Stevie era consciente de lo agotador que resultaba y se sentaba en silencio cuando veía que Carole reflexionaba. Al final, Carole decía algo, pero se pasaba largas horas tendida en la cama con la mirada perdida, pensando en todo ello. Una parte seguía sin tener sentido, como un álbum de fotos sin etiquetas que indicasen quiénes habían sido aquellas personas o por qué estaban allí. Recordaba mucho ciertas cosas; otras, demasiado poco. Todo estaba revuelto. A veces tardaba horas en identificar una escena, cara o nombre y, cuando lo hacía, era una verdadera victoria. Se sentía triunfante cada vez; luego permanecía exhausta y callada durante mucho rato.

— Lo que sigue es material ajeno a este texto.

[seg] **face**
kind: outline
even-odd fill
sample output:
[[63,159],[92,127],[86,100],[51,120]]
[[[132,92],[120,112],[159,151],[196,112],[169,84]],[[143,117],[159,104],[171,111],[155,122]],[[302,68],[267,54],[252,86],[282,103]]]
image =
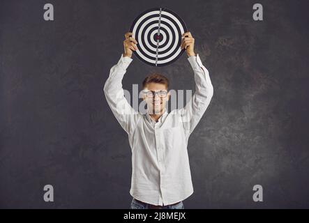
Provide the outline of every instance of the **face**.
[[[164,112],[164,108],[166,106],[167,102],[169,100],[169,93],[167,93],[165,97],[163,91],[167,92],[167,89],[165,84],[159,83],[149,83],[144,89],[145,93],[143,99],[146,100],[147,104],[147,109],[149,114],[160,114]],[[154,91],[156,93],[155,95],[149,91]],[[161,92],[161,93],[160,93]]]

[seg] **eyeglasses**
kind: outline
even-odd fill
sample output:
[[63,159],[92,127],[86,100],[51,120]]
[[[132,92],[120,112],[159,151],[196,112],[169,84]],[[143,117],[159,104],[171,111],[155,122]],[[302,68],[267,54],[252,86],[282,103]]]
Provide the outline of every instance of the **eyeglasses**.
[[156,94],[158,94],[160,98],[165,98],[167,96],[167,91],[159,91],[157,92],[153,91],[144,91],[144,93],[147,98],[153,98]]

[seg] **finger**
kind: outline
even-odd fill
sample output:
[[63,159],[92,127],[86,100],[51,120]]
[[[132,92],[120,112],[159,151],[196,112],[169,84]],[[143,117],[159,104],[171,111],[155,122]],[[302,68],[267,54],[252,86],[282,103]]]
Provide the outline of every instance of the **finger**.
[[190,32],[186,32],[184,33],[183,34],[181,35],[182,36],[188,36],[188,37],[192,37],[191,33]]
[[181,45],[181,49],[183,49],[185,43],[186,43],[185,41],[183,41]]
[[129,38],[130,41],[133,41],[134,43],[137,44],[137,41],[135,40],[135,39],[133,37]]
[[129,46],[128,48],[133,50],[133,51],[135,51],[135,49],[134,49],[134,47],[133,46]]
[[133,46],[135,49],[137,49],[137,47],[135,44],[134,44],[134,43],[129,43],[129,45]]
[[192,37],[185,37],[183,40],[193,40],[193,38]]
[[133,36],[133,33],[130,33],[130,32],[128,32],[126,34],[124,34],[124,36],[126,37],[126,39],[128,38],[130,36]]

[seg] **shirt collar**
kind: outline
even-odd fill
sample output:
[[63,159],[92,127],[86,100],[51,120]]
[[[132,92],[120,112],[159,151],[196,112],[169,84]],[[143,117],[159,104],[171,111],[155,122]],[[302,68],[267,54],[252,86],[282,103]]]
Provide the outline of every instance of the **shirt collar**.
[[[159,119],[158,120],[158,122],[160,122],[162,123],[164,120],[164,118],[165,118],[165,116],[167,115],[167,111],[165,109],[165,111],[163,112],[163,114],[161,115],[161,116],[159,118]],[[146,114],[146,117],[147,117],[148,120],[152,123],[156,123],[156,121],[154,121],[151,116],[149,115],[149,114],[148,113],[148,111]]]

A los policías les sorprendió lo mucho que Carole podía recordar. Al principio les informaron que lo había olvidado todo. Eso les sucedía a muchas de las víctimas. Dentro del túnel estaban distraídas, hablando con otros pasajeros o jugueteando con la radio, o bien la conmoción y las heridas sufridas habían borrado todo recuerdo de su mente. La policía y una unidad especial de información llevaban semanas entrevistando a los testigos. Hasta entonces, les habían dicho que Carole no podría aportar nada a su investigación. Sin embargo, las cosas habían cambiado de pronto y ella podía prestarles una ayuda inestimable. Ahora le proporcionaban seguridad adicional en el hospital. Había en su puerta dos miembros de un grupo especial de operaciones y los CRS, con sus botas de combate y su mono azul marino. Estaba bien claro quiénes eran y por qué estaban allí. Las ametralladoras que llevaban lo decían todo. Los CRS eran la unidad más temible de París. Las autoridades recurrían a ellos para disolver disturbios o en caso de ataque terrorista. Su presencia confirmaba la gravedad del suceso que llevó a Carole a La Pitié Salpétrière.

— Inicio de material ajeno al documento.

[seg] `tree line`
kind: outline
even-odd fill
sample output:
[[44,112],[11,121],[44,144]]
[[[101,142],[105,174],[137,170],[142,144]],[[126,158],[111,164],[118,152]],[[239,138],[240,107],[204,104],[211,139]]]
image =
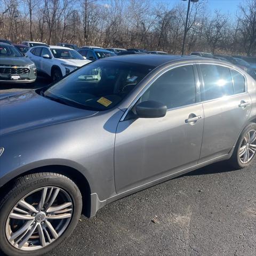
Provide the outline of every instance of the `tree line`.
[[[187,2],[172,2],[0,0],[0,38],[180,54]],[[243,1],[234,17],[207,4],[191,3],[186,52],[256,55],[256,0]]]

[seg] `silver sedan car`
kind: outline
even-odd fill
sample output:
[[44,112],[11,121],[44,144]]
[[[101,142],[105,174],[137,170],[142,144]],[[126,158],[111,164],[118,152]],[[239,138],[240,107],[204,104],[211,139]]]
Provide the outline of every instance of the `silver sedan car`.
[[256,151],[256,82],[226,62],[110,57],[0,100],[0,250],[45,253],[82,210]]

No había ninguna razón sólida para creer que otros miembros del grupo fuesen a intentar otro ataque contra ella. Por lo que sabían, todos los autores habían muerto en el atentado suicida del túnel, a excepción del único chico que había huido. Carole le recordaba con toda claridad corriendo hacia la entrada del túnel justo antes de que estallara la primera bomba. Su recuerdo de las siguientes era más vago, porque para entonces ella misma había salido despedida del taxi y caía hacia el suelo del túnel. Pero la policía seguía teniendo una preocupación razonable, ya que ella era una víctima muy visible del suceso. Eliminarla sería una ventaja para los terroristas, además de la victoria adicional de matar a una persona conocida para llamar la atención hacia su causa. En cualquier caso, la policía y las unidades especiales de información no tenían deseo alguno de que Carole muriese en territorio francés. Querían hacer todo lo posible para mantenerla con vida, al menos hasta que abandonase Francia. Y, como era estadounidense, también se habían puesto en contacto con el FBI, que había prometido vigilar su hogar en Bel-Air durante los próximos meses, sobre todo una vez que estuviese en casa. Esa perspectiva resultaba aterradora y tranquilizadora al mismo tiempo.